If you read my blog for a while, you have encountered the pattern already; perhaps without knowing it.
The strategy pattern comes at hand, if you extract concrete behaviour out of your class, making the class more generic/abstract in doing things. If you extract behaviour you are following another (good) principle, called »Open-Closed-Principle«. We see later, what is meant by this.
I’m referring to my somehow favourite expample: Logging in application; because i think, that this is a task, with whom every developer has to deal with. So look at the example above.

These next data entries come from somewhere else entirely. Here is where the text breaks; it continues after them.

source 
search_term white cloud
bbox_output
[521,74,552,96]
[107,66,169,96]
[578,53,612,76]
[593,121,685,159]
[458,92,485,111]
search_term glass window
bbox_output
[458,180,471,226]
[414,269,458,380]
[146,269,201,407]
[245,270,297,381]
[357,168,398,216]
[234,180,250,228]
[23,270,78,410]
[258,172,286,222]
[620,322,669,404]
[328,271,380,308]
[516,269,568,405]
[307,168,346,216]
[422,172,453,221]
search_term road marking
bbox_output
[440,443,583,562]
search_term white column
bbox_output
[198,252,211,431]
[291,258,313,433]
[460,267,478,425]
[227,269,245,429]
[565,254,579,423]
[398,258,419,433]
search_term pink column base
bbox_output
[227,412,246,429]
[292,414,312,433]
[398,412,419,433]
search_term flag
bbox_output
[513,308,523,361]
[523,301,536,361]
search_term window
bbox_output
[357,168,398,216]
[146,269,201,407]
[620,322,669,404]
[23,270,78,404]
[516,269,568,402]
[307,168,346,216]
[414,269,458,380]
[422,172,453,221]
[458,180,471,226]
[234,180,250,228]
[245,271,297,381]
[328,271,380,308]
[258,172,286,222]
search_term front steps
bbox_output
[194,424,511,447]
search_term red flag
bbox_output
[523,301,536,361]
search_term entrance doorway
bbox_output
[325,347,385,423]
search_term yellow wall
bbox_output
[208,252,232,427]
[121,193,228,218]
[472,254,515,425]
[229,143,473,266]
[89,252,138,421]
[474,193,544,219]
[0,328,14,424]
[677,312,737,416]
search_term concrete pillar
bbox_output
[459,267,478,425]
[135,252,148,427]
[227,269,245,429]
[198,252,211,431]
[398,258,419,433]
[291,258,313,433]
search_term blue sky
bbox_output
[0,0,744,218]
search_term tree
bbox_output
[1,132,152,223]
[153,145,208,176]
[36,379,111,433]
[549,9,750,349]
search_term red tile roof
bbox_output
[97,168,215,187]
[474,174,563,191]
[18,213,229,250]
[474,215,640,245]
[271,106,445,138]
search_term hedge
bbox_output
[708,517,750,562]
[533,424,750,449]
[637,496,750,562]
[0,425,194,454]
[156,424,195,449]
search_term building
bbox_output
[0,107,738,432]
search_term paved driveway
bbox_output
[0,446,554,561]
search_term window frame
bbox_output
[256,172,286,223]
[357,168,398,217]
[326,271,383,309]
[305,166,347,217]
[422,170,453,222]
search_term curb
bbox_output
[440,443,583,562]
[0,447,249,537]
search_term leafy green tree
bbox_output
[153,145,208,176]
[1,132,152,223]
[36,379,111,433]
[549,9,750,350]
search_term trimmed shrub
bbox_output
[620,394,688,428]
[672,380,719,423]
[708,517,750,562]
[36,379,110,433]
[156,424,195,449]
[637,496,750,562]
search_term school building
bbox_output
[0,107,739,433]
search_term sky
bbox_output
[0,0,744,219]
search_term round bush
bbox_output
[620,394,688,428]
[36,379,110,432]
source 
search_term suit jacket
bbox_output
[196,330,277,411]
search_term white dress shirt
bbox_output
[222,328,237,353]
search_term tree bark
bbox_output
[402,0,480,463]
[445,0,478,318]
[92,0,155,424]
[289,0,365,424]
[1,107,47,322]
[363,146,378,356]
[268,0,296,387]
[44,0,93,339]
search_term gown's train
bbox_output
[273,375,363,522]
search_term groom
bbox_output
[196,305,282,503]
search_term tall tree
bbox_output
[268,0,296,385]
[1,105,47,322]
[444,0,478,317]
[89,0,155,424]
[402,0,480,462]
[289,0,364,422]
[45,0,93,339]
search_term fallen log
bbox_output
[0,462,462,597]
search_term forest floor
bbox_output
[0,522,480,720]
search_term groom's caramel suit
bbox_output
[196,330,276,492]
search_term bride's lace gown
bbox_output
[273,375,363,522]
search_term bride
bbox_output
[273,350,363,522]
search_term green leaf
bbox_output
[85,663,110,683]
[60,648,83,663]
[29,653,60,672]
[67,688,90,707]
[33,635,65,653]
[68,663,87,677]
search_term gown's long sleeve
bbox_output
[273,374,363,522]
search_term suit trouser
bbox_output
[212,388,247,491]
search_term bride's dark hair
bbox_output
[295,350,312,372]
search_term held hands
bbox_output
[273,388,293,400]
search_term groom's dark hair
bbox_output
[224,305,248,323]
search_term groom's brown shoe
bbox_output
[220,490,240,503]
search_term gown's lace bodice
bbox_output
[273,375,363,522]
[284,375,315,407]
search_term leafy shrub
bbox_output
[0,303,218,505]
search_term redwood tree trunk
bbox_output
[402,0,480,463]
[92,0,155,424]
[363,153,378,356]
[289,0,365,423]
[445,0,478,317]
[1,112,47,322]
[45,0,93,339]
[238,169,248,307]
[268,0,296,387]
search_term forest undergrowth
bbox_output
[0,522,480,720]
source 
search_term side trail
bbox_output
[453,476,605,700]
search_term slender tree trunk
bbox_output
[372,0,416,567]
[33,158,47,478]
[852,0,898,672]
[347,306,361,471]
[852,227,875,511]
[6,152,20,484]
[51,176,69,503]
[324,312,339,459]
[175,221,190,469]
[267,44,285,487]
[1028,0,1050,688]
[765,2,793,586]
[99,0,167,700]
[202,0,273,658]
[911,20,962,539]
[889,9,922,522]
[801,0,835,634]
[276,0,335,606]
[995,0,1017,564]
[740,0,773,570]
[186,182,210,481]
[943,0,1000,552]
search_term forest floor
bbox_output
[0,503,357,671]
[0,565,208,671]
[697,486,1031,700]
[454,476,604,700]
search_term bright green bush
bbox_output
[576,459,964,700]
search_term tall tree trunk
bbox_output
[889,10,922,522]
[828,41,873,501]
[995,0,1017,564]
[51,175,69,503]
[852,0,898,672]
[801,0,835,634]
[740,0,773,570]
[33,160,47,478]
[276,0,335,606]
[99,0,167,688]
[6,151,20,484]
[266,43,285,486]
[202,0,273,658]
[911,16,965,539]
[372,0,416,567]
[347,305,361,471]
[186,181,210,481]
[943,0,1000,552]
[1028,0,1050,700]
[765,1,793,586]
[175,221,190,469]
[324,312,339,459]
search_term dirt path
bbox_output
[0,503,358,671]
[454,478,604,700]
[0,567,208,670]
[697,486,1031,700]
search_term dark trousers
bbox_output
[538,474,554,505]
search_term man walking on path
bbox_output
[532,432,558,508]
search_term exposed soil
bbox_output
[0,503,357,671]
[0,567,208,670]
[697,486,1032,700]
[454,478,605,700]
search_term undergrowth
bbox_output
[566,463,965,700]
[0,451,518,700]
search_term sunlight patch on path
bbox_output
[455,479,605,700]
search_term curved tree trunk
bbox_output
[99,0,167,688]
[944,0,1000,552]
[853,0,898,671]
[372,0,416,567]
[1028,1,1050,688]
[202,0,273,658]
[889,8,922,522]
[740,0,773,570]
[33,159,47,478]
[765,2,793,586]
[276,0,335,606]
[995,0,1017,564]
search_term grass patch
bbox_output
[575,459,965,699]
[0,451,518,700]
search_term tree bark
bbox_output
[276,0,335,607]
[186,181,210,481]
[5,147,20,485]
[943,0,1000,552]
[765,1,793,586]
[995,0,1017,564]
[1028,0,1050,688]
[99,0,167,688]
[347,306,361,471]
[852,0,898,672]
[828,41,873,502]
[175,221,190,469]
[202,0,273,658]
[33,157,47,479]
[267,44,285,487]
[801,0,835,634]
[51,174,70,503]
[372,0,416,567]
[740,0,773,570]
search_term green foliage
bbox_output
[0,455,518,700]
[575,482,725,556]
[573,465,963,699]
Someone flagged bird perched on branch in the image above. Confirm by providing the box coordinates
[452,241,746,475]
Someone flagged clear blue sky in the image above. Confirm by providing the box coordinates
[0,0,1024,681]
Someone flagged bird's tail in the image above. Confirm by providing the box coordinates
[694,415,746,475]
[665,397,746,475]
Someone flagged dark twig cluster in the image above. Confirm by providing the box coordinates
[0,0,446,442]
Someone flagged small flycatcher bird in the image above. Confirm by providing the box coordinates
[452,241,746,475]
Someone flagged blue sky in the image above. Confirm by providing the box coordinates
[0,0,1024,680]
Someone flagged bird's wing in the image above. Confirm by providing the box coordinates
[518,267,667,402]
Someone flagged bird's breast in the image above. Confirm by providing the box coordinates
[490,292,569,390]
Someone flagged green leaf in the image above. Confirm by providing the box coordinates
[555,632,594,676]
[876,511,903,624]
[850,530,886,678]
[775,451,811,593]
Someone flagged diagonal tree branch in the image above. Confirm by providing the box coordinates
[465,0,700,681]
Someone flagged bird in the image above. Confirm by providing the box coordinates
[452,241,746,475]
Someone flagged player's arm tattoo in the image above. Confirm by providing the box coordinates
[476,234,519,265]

Instead of implementing three time a logging mechanism within my application, I encapsulated the task in an Interface called ILogging. So every time I am in need for logging i have to wire up my application with something, that is able to provide Logging. Whether it is a real full implemented Logger or just a mockup doesn’t matter for my application. I provided a gap, which could be filled with different Objects. That makes my application flexible in respect to not depending on any special kind of Logger and likewise is my application more testable: I could provide a mockup logger and test, whether my application behaves correct with the use-case of logging.
Another example for strategy would be a tax calculator engine, where taxes were calculated for different countries. Every country has a special set of taxes; so i could build a generic application, which makes use of the different set of taxes in a different calculation strategy.
So, why is this following the »Open-Closed-Principle«?
The Open-Closed-Principle -the 2nd of the SOLID Principles, which i am dealing with in another post- says something like the following: Your Object has to be open for extension and closed for modification. What does that mean?
If we look at our tax-engine: the tax-engine is in so far closed, as the behavior of calculating different taxes in different countries is encapsulated and is fix due the interfaces, which states some kind of behavioural contract, i.e. the interface defines explicit, what actions are required from a class, implementing it. Or you could say: an interface contains a set of rules for running the game. If another class wants to provide features of calculating taxes with my engine, it has to implement the interface (obey the rules set by that interface).
On the other hand: new rules do not require to rewrite/modificate the tax-engine: Only a new behavioural class has to be implemented, to provide new features for the tax-engine. And so it is open for extension.